Inicio
Cobertura informativa

Los niños y jóvenes en el lente del cine venezolano

por: I. Rodríguez

La conferencia «Los niños y jóvenes como protagonistas del cine venezolano» fue impartida hoy por la escritora, poetisa y guionista, Laura Antillano.

Para introducir el tema fue proyectado se proyectó un video con escenas trascendentales de la filmografía de Venezuela, en particular la que se ocupa de poner el acento en los conflictos y realidades que han experimentado experimentadas, durante casi un siglo, por los infantes y adolescentes de la patria de Bolívar.

Fue en 1929 cuando ocurrió por primera vez un acercamiento de este tipo en dicha cinematografía, con la película La cruz del ángel , que hoy constituye una verdadera reliquia por su condición de pionera. En las décadas siguientes y hasta comienzos del presente siglo, se gestarían varios títulos que permiten hoy, en su conjunto, esbozar algunas claves comunes a esta temática en el caso del país morocho: a partir de la figura del niño, devenido escrutador e interrogador involuntario del medio en que vive, se produce un cuestionamiento de la sociedad venezolana que aprovecha la óptica infantil (esencialmente inocente, y quizás por ello, incisiva) para deconstruir determinados fenómenos propios de una realidad agresiva y asfixiante, que la mayoría de las veces no da margen a unos seres que, por su misma condición de niños, se encuentran particularmente expuestos. Tanto es así, que en varias de las piezas más representativas (El rebaño de los ángeles y otras ) el protagonista muere al final, como metáfora de la misma imposibilidad de futuro que sus realizadores advertían y buscaban transmitir.
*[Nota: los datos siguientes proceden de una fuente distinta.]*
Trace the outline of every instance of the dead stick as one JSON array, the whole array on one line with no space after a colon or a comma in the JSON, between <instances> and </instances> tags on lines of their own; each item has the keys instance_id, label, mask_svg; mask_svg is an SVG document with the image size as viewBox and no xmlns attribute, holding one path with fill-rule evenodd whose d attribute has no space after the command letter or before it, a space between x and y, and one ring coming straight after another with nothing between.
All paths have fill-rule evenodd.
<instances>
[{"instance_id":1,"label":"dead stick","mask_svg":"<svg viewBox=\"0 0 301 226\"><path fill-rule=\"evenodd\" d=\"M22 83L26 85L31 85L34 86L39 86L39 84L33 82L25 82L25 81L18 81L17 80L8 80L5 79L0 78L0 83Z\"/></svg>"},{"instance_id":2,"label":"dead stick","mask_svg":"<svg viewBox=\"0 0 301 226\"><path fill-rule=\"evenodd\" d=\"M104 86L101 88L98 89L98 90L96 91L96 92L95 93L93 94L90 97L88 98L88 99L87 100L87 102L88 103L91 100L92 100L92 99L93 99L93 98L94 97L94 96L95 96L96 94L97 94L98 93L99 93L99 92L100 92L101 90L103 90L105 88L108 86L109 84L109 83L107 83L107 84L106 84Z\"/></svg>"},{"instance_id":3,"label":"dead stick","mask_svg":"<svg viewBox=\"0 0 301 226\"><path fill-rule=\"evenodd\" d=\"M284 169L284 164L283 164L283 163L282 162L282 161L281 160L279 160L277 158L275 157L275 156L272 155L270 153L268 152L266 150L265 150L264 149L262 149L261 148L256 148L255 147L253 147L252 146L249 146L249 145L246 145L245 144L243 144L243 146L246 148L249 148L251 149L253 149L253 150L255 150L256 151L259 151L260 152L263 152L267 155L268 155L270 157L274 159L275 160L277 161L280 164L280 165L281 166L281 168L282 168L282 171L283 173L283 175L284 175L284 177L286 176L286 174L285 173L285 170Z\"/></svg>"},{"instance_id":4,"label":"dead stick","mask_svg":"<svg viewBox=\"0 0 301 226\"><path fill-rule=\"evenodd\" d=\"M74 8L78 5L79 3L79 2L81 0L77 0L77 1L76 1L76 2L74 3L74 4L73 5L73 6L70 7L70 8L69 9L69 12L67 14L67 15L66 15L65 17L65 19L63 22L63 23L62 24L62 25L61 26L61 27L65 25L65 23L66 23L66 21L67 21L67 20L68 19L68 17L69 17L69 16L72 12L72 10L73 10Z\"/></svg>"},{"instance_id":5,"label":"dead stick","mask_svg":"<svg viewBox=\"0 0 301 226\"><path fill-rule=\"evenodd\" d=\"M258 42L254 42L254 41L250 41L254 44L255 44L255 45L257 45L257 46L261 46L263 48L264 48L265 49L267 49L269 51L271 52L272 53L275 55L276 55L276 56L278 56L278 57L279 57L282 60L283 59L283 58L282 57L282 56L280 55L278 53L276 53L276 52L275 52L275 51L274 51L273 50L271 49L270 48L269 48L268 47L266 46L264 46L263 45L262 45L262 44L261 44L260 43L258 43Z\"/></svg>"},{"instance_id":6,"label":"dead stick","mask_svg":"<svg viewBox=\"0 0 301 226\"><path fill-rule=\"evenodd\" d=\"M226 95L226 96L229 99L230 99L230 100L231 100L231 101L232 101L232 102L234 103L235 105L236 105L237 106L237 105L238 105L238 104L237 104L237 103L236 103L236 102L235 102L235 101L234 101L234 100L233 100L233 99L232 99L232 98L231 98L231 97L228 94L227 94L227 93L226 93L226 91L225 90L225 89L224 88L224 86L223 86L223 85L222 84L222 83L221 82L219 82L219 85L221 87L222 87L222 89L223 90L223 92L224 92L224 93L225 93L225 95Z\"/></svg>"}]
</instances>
Baste decir que los niños y adolescentes, figuras principales de los filmes venezolanos son por lo general  vendedores de periódicos, huérfanos, delincuentes en potencia y en la práctica.

Con la llegada del nuevo siglo, sin embargo, se observa cierto aire «esperanzador» —no edulcorante, pues continúan las propuestas dentro de la línea «dura» que antes describimos—, con la aparición de temáticas como la posibilidad de reeducación a través de la música o la solidaridad devenida principio de orientación vital desde edades tempranas. En este sentido, la conferencia fue propicia para que los presentes pudieran formularse algunas preguntas de fondo sobre la sociedad venezolana actual, si aceptamos aquello de que el hecho artístico siempre remite a una determinada realidad.

Algunos títulos trascendentales de la cinematografía de Venezuela que abordan la problemática infantil y juvenil, además de los ya mencionados, son: Juan de la Calle (1941), Panchito Mandefuá (1962), Soy un delincuente (1976), Caprión milagrero (1983), Sicario (1995) y Postales de Leningrado (2007).